Lembranças das existências passadas

A lembrança das existências infelizes, juntando-se às misérias da vida presente, tornaria esta ainda mais penosa. Seria um acréscimo de sofrimentos que Deus nos quis evitar. Sem isto, qual não seria, por vezes, a nossa humilhação ao pensarmos naquilo que fomos! Quanto ao nosso melhoramento, essa lembrança seria inútil. Durante cada existência damos alguns passos à frente, adquirimos algumas qualidades e despojamo-nos de algumas imperfeições. Cada uma delas é, assim, um novo ponto de partida, no qual somos aquilo que nos fizemos, onde nos tomamos pelo que somos sem termos que nos inquietar com aquilo que fomos.

Se numa existência anterior fomos antropófagos, que é que isto importa se não mais o somos? Se tivermos um defeito qualquer, do qual já não restam traços, é uma conta liquidada, com a qual não temos mais de nos preocupar. Suponhamos, ao contrário, um defeito do qual só nos corrigimos pela metade. O restante irá encontrar na vida seguinte. Tomemos um exemplo: um homem foi assassino e ladrão. Foi castigado na vida corporal ou na vida espiritual. Arrepende-se e se corrige da primeira tendência, mas não da segunda. Na existência seguinte será apenas ladrão, talvez um grande ladrão, mas não mais assassino. Ainda um passo à frente e será apenas um pequeno ladrão um pouco mais tarde e não mais roubará, mas poderá ter a vontade de roubar. A sua consciência neutralizará depois desse último esforço todo traço da doença moral terá desaparecido, ele será um modelo de probidade. Que lhe importa, então, aquilo que foi? A lembrança de ter morrido no cadafalso não seria uma tortura e uma humilhação perpétuas? Aplicai este raciocínio a todos os vícios, a todos os erros, e podereis ver como a alma progride, passando e repassando pelos crivos da encarnação.

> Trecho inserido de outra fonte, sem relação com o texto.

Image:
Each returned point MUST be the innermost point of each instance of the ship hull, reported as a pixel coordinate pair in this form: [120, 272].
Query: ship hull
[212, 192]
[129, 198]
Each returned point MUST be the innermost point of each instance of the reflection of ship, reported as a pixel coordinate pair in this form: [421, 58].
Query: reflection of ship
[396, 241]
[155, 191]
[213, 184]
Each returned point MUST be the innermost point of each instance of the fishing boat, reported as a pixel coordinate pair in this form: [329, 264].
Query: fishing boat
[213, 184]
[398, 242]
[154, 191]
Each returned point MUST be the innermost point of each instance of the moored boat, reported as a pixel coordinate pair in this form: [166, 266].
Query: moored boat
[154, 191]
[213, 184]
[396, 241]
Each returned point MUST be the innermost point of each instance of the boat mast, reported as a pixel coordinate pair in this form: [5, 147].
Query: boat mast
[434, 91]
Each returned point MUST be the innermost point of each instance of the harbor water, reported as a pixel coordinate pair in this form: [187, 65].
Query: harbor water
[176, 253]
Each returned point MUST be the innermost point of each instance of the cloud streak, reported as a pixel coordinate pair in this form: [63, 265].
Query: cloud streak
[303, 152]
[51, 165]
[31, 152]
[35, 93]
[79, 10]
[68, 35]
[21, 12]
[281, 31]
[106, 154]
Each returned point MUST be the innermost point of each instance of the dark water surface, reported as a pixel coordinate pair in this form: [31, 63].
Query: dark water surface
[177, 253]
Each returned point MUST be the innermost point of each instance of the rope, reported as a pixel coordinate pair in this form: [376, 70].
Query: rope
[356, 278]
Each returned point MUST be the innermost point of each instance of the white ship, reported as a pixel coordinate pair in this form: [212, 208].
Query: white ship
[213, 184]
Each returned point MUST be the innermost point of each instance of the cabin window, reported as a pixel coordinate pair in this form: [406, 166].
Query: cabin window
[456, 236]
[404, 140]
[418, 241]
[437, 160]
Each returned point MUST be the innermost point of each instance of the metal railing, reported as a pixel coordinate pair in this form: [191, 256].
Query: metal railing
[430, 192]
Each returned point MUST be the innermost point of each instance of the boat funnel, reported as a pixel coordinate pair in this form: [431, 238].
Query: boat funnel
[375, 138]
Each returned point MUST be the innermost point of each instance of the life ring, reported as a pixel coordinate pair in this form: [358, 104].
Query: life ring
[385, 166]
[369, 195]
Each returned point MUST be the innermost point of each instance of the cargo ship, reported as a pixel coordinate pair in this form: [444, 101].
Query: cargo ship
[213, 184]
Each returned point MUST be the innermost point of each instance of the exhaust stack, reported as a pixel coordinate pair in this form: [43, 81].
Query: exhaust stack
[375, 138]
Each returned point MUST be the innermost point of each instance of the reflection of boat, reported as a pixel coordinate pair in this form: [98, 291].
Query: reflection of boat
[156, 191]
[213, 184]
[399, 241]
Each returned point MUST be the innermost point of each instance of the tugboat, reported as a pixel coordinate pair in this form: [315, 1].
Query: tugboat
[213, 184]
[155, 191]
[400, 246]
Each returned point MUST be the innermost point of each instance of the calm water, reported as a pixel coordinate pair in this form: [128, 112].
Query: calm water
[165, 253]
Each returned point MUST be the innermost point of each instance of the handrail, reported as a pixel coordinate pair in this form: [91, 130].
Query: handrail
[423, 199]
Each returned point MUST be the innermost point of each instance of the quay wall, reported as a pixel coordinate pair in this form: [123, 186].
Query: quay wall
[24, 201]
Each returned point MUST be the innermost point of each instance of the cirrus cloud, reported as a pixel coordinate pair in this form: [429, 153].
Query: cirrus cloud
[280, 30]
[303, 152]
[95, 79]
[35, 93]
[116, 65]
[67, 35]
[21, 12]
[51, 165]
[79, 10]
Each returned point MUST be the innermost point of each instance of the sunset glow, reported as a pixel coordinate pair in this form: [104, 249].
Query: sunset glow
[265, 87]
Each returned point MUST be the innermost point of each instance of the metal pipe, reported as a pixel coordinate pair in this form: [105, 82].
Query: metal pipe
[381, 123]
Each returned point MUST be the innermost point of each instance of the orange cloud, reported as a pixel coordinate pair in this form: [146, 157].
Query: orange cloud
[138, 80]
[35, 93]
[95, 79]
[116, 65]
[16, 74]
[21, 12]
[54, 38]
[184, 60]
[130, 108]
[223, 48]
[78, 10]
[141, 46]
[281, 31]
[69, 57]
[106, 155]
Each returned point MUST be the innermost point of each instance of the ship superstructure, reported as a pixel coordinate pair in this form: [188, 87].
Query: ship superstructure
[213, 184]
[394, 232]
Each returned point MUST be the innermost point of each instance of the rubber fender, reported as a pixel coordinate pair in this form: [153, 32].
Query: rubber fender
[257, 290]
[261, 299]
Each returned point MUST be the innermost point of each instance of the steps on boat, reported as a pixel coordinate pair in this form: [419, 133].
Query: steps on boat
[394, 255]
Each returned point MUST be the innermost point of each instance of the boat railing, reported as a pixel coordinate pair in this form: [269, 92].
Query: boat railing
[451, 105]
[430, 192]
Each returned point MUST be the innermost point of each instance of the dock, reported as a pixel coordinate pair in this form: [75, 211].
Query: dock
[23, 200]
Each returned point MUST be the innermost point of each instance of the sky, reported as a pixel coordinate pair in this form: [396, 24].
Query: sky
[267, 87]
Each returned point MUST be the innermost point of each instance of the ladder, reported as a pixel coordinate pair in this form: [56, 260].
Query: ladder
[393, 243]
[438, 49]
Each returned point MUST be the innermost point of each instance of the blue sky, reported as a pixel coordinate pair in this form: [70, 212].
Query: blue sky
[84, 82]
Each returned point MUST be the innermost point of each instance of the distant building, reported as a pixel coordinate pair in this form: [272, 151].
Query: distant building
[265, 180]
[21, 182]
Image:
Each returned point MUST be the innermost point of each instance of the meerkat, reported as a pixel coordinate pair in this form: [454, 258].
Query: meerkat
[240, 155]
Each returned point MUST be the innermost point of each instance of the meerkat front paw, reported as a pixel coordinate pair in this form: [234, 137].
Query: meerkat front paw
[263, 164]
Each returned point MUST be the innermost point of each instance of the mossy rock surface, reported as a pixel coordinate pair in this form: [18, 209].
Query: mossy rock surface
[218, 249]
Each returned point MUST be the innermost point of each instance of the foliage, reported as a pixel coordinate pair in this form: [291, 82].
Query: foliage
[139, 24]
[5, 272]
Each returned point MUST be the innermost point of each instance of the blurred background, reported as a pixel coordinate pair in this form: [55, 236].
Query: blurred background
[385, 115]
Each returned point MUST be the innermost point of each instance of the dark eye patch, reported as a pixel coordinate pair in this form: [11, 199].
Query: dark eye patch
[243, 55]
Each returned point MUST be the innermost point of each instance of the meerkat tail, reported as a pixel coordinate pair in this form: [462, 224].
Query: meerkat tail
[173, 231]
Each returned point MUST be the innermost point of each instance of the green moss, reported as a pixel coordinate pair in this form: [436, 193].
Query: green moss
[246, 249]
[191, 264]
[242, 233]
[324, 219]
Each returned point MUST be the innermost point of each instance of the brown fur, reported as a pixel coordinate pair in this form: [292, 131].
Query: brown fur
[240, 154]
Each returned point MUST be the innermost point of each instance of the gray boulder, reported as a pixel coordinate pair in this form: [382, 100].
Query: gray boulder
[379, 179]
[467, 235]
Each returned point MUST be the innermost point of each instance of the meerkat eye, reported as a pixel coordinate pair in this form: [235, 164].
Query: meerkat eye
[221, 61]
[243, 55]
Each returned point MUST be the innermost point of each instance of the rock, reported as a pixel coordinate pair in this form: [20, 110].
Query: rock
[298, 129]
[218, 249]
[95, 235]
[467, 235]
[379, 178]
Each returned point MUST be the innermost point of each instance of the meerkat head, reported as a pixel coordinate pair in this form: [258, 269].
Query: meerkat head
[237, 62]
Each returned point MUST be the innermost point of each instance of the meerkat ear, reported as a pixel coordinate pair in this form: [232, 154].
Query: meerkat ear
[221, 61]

Deus não é mais justo por tornar o homem o árbitro de sua própria sorte, pelos esforços que pode fazer para se melhorar, do que por fazer sua alma nascer ao mesmo tempo em que seu corpo e condená-la a tormentos perpétuos por erros passageiros, sem lhe dar os meios de se purificar de suas imperfeições? Pela pluralidade das existências, seu futuro está em suas mãos. Se levar muito tempo para progredir, sofre as consequências: é a suprema justiça. Mas a esperança jamais lhe é negada.